The report says attorney general Paul Gallagher explored the possibility of burden sharing with senior bondholders with legal assistance from the International Monetary Fund in November 2010.

The ECB’s refusal left Irish taxpayers facing billions more in debt. Mr McGrath said the extra sum was about €9.1 billion.

Threatened funding

The report says the ECB threatened Ireland on November 19th, 2010, that it would discontinue emergency funding if the country did not enter a bailout. Nine days later, it did so.
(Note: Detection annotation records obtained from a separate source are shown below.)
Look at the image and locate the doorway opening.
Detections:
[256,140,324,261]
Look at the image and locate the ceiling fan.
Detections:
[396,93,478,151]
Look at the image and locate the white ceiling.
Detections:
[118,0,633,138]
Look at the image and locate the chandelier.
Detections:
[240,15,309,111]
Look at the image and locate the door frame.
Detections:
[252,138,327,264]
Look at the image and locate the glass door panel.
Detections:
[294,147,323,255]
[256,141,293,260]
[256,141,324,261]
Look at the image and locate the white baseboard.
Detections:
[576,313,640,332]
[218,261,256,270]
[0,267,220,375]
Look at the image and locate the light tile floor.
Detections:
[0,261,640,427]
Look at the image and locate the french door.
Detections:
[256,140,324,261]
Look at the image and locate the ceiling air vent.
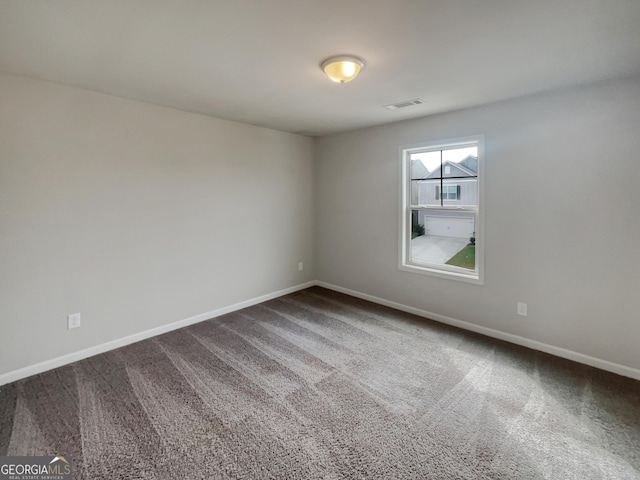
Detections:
[384,98,424,110]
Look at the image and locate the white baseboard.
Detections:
[0,281,640,386]
[315,281,640,380]
[0,281,316,385]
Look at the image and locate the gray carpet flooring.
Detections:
[0,287,640,480]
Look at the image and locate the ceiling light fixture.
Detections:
[320,55,364,83]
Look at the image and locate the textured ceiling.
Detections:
[0,0,640,136]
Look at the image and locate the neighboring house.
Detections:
[412,155,478,238]
[411,160,429,230]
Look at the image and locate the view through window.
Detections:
[400,137,482,283]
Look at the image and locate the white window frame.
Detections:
[398,135,485,285]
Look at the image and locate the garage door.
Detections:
[424,216,475,238]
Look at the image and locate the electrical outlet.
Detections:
[516,302,527,317]
[67,313,81,330]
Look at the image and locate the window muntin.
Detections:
[399,136,484,283]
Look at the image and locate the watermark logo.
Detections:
[0,455,72,480]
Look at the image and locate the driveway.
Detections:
[411,235,469,265]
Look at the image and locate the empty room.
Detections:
[0,0,640,480]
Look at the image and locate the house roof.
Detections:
[426,155,478,179]
[411,160,429,180]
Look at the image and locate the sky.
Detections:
[411,147,478,172]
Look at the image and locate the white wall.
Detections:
[0,74,315,375]
[315,78,640,369]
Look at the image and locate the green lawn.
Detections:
[445,245,476,270]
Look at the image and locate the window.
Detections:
[436,184,460,200]
[399,136,484,284]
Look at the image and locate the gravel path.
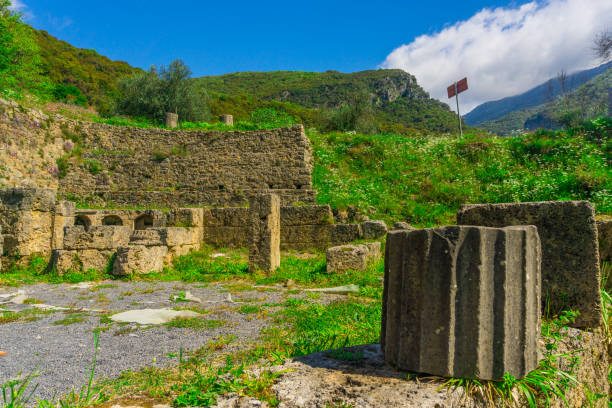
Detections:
[0,281,328,399]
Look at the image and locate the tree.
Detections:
[593,31,612,62]
[116,59,210,121]
[0,0,49,94]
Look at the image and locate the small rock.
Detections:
[393,221,414,230]
[361,220,387,239]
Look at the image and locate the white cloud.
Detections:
[9,0,34,20]
[381,0,612,113]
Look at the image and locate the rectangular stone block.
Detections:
[64,225,132,249]
[204,225,249,248]
[281,224,331,249]
[0,210,53,256]
[0,187,55,212]
[51,201,76,249]
[329,224,363,244]
[457,201,601,328]
[203,207,249,227]
[49,249,116,275]
[597,220,612,264]
[166,208,204,227]
[325,245,369,273]
[381,226,541,380]
[281,205,334,226]
[113,245,168,276]
[249,194,280,272]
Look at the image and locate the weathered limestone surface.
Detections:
[64,225,132,250]
[0,187,55,256]
[249,194,280,272]
[166,112,178,129]
[280,205,334,249]
[204,205,363,250]
[0,225,4,271]
[361,220,387,239]
[75,209,167,229]
[48,249,116,274]
[325,242,380,273]
[393,221,414,229]
[329,224,364,244]
[262,328,609,408]
[130,227,202,264]
[597,220,612,264]
[166,208,204,227]
[51,201,76,249]
[381,226,541,380]
[457,201,601,328]
[59,121,316,207]
[113,245,168,276]
[219,114,234,126]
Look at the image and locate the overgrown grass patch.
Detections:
[164,317,227,330]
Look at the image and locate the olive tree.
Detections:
[116,59,210,121]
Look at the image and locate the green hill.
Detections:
[32,29,141,105]
[196,69,456,134]
[464,62,612,126]
[477,64,612,135]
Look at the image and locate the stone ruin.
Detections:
[381,226,540,380]
[381,201,610,388]
[0,187,380,275]
[457,201,601,328]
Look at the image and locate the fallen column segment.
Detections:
[381,226,541,380]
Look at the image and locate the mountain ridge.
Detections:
[463,61,612,126]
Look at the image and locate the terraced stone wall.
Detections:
[59,121,316,208]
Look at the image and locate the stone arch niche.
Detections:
[102,215,123,226]
[134,214,153,230]
[74,214,91,230]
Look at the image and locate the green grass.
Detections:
[53,313,85,326]
[309,126,612,226]
[164,317,227,330]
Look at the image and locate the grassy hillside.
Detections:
[32,29,141,105]
[310,120,612,226]
[478,64,612,135]
[196,70,456,134]
[464,62,612,126]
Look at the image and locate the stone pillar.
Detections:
[166,112,178,129]
[381,226,541,380]
[51,201,76,249]
[219,114,234,126]
[0,225,4,271]
[457,201,601,328]
[0,187,55,256]
[249,194,280,272]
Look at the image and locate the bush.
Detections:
[116,60,210,122]
[0,0,49,96]
[326,93,377,134]
[52,84,87,107]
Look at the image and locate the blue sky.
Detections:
[22,0,524,76]
[12,0,612,111]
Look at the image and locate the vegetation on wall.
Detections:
[0,0,49,97]
[309,119,612,226]
[116,60,209,121]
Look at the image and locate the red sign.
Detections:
[446,78,467,98]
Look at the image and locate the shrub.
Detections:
[116,60,210,122]
[53,84,87,107]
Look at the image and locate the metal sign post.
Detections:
[446,78,468,137]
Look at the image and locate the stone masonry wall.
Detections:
[203,205,363,250]
[59,122,315,207]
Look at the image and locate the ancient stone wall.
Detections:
[204,205,363,250]
[59,122,315,207]
[381,226,541,380]
[457,201,601,328]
Fianna Fáil’s Senator Marc MacSharry criticised the ECB for its refusal to co-operate with the inquiry, saying its engagement was nowhere near the level a European member state should expect. The lack of co-operation highlighted the democratic deficit facing EU states when dealing with the institution, said Fine Gael TD Eoghan Murphy.

The financial regulator’s supervision of the banks was condemned, particularly since a large swathe of powers, such as revoking a banking licence, placing conditions on a licence, or sanctioning a bank’s administrators, were left unused.

Banks were able to breach property lending limits with impunity. By the time the crisis hit in 2008, the banks had moved away from prudent lending to betting on higher risk investments. Excessive pay for bank executives encouraged this. In future, pay should be clawed back if problems emerged, the long- running inquiry found.